Pour chacune de ces trois raisons, une préoccupation majeure est celle de l’équité. La mise en œuvre initiale d’une intervention a rarement lieu dans la région la plus reculée ou la plus défavorisée d’un pays, ou auprès des populations les plus marginalisées ou vulnérables. L'attention portée à l'équité est un facteur clé des coûts à grande échelle, qu'il s'agisse de répondre aux contraintes d'un bureau d'éducation de district manquant de ressources, de planifier la manière dont les écoles ayant des postes d'enseignants vacants peuvent mettre en œuvre avec succès le programme, ou encore d'anticiper les besoins des élèves souffrant d'absentéisme chronique. Faire face à ces problèmes à un niveau systémique – en planifiant les défis anticipés et inattendus – nécessite des ressources.

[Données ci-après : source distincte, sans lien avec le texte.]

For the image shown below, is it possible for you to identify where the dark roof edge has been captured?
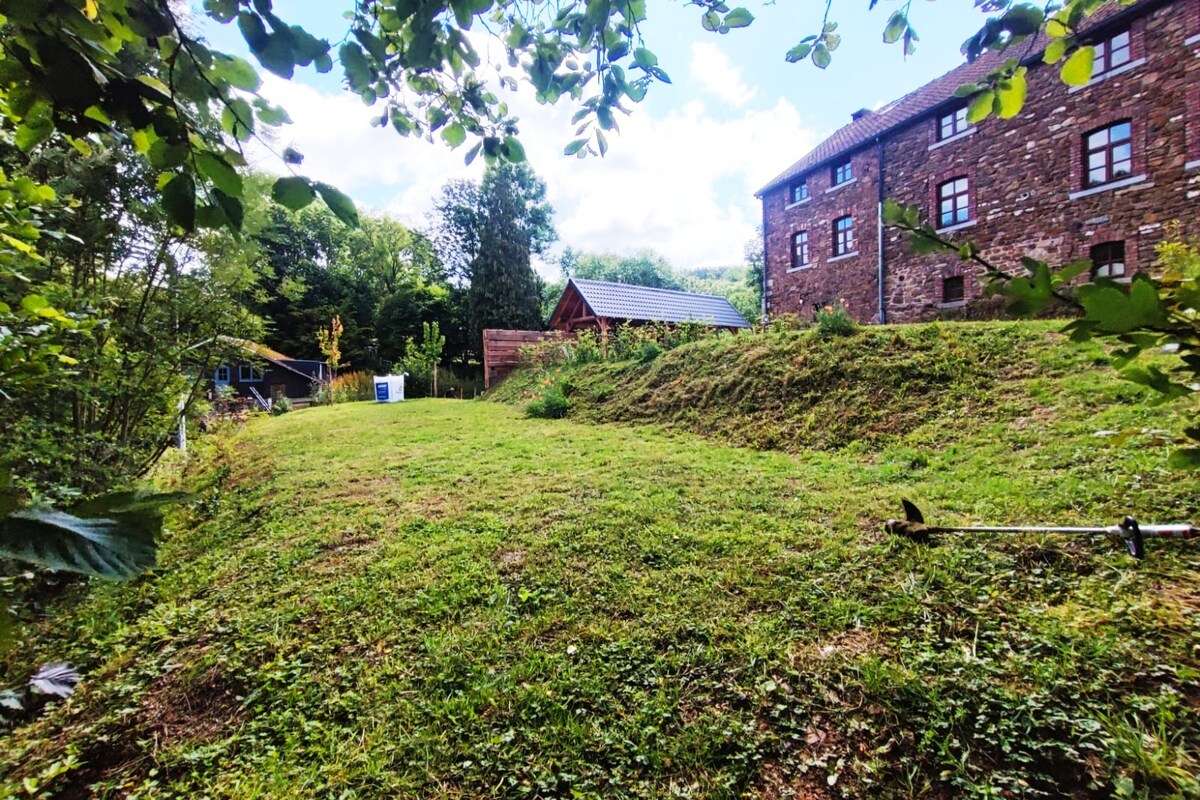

L’utilisation de l’expression « dernier kilomètre » dans la mise en œuvre suggère que la mise à l’échelle d’une intervention se déroulera sans problème jusqu’à la dernière étape, alors que l’ensemble du processus peut souvent être assez cahoteux. Nous avons besoin de plus de langage et de conversations sur les défis et la complexité de la mise à l’échelle des interventions éducatives. Le dialogue actuel semble souvent limité par une vision quelque peu arbitraire du type de financement possible, et la mise en œuvre doit alors se dérouler dans le cadre de ces contraintes. Les budgets sont limités, mais l’impact à grande échelle que nous observons est probablement limité par le sous-investissement dans les questions soulevées ici, même dans les cas où une quantité importante de ressources est injectée dans un système éducatif. Une expansion plus lente à grande échelle avec un financement suffisant pour garantir la qualité et l’équité et relever les défis que présente l’échelle pourrait être une voie importante pour améliorer de manière significative les résultats d’apprentissage à grande échelle.